Why did the phones go out when the power went off?
Stacey Dahl, public information officer for Qwest, said that the phone company has its own power for operating residential telephones, "sending low wattage power down the telephone lines so that when there is a major power outage, our phones are not affected. They still operate," she said.
Dahl said that she had no explanation, nor did their service people, for what happened in the Sisters/Black Butte Ranch area.
Susanna Klosterman, spokesperson for the Black Butte Police Department, said that their backup generator went on automatically, "when the power went out. We had all our services working," she said.
"Of course, we had the battery operated radios in our police cars and our cell phones. We were always in contact with the 911 services so we were still able to cover any emergency."

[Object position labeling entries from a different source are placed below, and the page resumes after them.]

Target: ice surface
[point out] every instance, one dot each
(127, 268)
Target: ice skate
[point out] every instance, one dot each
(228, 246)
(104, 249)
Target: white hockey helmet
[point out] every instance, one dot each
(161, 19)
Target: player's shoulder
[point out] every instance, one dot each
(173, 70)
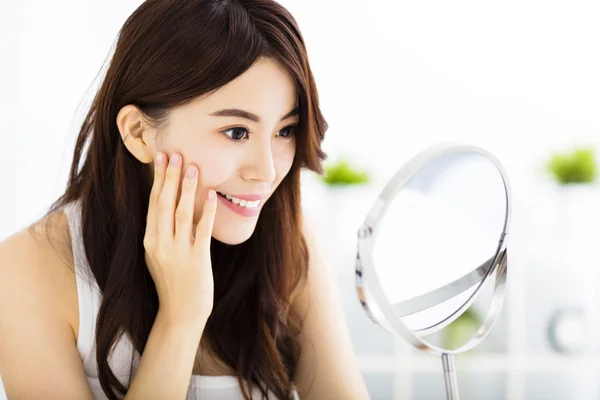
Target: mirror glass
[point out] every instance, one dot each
(439, 236)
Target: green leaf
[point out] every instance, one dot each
(579, 166)
(342, 173)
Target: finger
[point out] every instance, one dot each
(167, 199)
(184, 215)
(205, 225)
(157, 184)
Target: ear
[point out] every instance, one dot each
(137, 135)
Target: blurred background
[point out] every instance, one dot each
(519, 78)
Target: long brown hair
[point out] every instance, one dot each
(168, 53)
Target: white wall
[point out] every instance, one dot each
(518, 77)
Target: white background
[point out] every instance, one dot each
(521, 78)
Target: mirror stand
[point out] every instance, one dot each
(450, 376)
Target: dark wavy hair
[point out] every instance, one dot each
(168, 53)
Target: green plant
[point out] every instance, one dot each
(343, 173)
(458, 332)
(578, 166)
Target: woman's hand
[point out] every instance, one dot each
(178, 257)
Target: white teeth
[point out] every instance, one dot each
(243, 203)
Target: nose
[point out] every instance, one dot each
(260, 165)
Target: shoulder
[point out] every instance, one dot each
(36, 273)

One of the tangent circumstances occurring with the power failure was that the electric gates to the residential area of Black Butte Ranch became inoperable and cars were backed up waiting to get in until maintenance personnel physically removed the barriers many minutes after the power failure.

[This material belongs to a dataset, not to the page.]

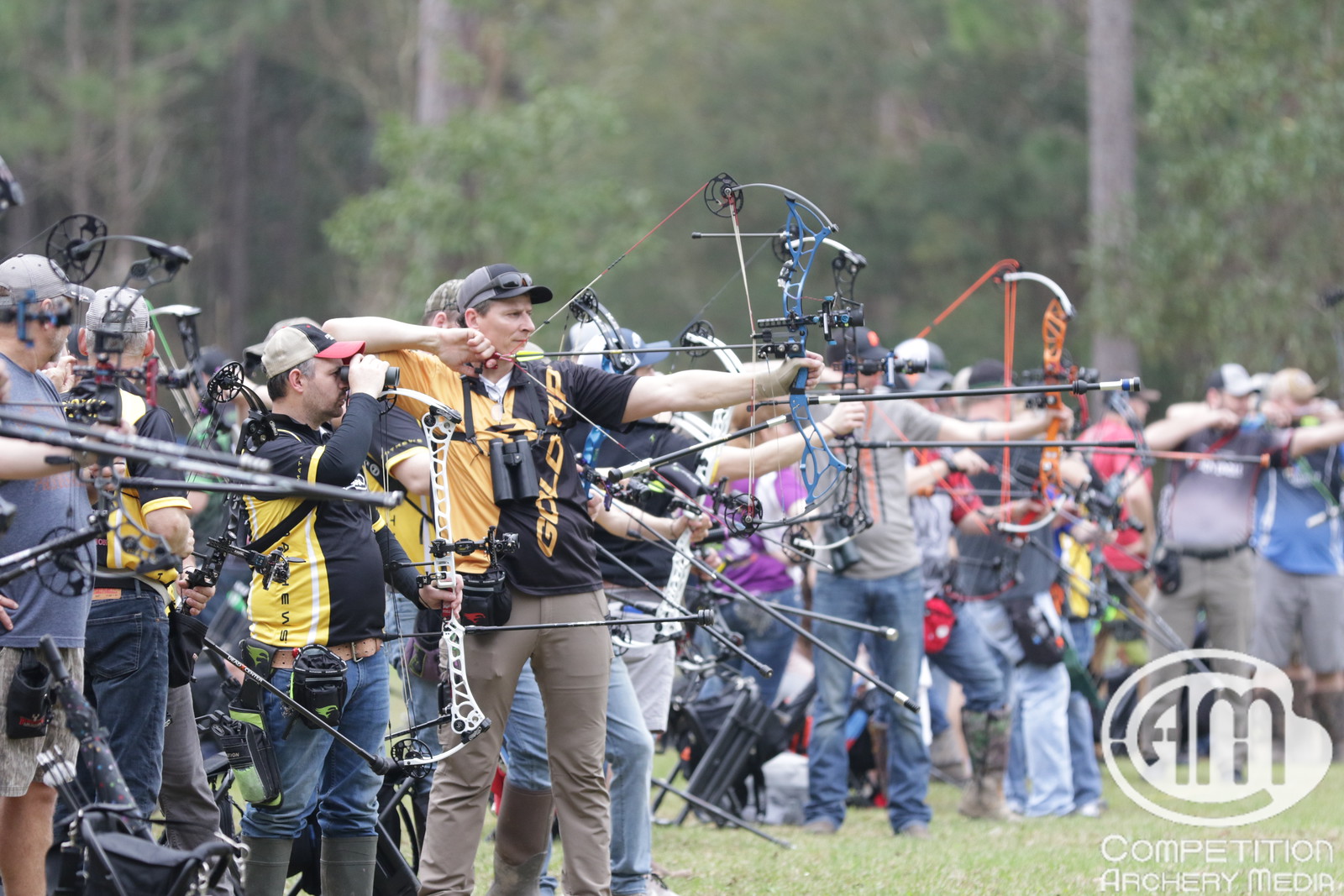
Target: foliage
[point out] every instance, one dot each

This opened the gated community to any and all who wanted to enter, voiding the normal security system.
Sharon Sowa, Administrative Assistant at the Black Butte Ranch Fire Department, said the department has emergency backup and was "never out of touch with anyone needing service. Our generators and back-up batteries worked fine," she said.
But what about those residents who lost telephone service? How did that happen? The answer was elusive. What would those residents without phone service have done if they needed emergency help, even if the emergency agencies were operating?

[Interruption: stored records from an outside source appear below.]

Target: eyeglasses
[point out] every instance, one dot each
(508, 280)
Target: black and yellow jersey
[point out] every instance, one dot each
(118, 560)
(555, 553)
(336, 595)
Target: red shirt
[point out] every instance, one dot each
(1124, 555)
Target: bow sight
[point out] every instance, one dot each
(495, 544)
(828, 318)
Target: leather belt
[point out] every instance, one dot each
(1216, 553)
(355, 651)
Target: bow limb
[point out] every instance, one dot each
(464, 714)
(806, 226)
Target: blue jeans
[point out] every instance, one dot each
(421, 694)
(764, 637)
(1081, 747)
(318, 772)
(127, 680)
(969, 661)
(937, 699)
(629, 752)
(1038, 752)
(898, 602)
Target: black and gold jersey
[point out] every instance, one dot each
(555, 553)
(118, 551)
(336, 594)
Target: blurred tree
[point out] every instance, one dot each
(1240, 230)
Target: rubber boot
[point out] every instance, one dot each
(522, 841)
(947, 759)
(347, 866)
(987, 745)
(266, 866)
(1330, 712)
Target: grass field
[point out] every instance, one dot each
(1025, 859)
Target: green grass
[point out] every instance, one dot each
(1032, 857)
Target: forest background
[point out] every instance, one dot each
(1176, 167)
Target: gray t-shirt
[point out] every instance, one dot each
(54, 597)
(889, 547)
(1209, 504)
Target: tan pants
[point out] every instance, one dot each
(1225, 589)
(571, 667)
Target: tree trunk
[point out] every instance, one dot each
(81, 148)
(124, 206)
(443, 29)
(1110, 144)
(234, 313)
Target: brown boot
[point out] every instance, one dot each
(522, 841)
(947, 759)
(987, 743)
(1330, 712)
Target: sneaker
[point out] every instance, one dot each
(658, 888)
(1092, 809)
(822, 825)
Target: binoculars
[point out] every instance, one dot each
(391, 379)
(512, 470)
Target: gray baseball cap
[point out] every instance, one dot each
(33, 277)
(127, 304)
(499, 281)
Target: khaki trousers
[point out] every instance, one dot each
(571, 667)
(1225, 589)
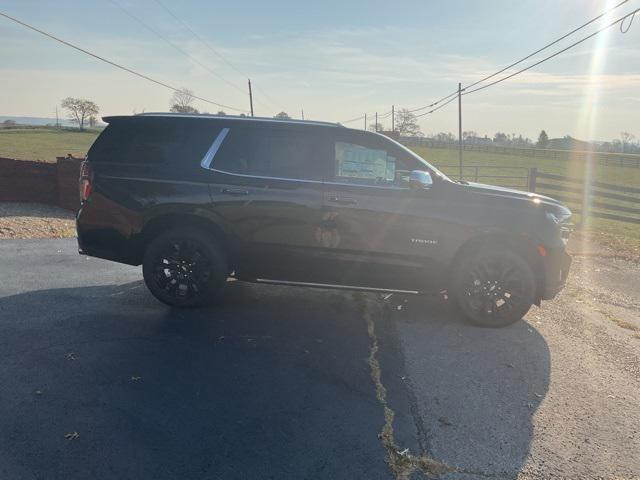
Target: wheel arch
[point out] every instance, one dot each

The answer came from a staff member at Central Electric Cooperative.
"We knew we were down at Black Butte Ranch from 3:30 in the afternoon to 7:15 that night," said Jim Crowell, member services director of CEC.
"But what we couldn't figure is why our power outage had anything to do with the phones going out," he said.
In talking about this mystery among staff members at the power company, one person suggested that if the phones in question were the "walk-around kind," the cradle or base of the phone unit would be powered by CEC through a wall plug and when the power went out, the base, which acts as a radio receiver, would be shut off.
"With so many homes now having walk-around telephones," Crowell said, "without house power there would be no receiver to which the portable phone could send it's single. Without power to the base, the phone won't work."
That was the reason so many homes lost phone service when they lost power service. Most homes in and around Black Butte Ranch now have multiple, portable telephones. It apparently had nothing to do with the telephone company.
A solution to this relatively new condition of house powered telephones came from Jack Croll, former head of the Black Butte Ranch Police Board: "Every home should have at least one hard-lined phone. That is, a non-portable unit plugged directly into the phone line, or a cell phone that operates without external power just in case of an emergency during a power outage," he said.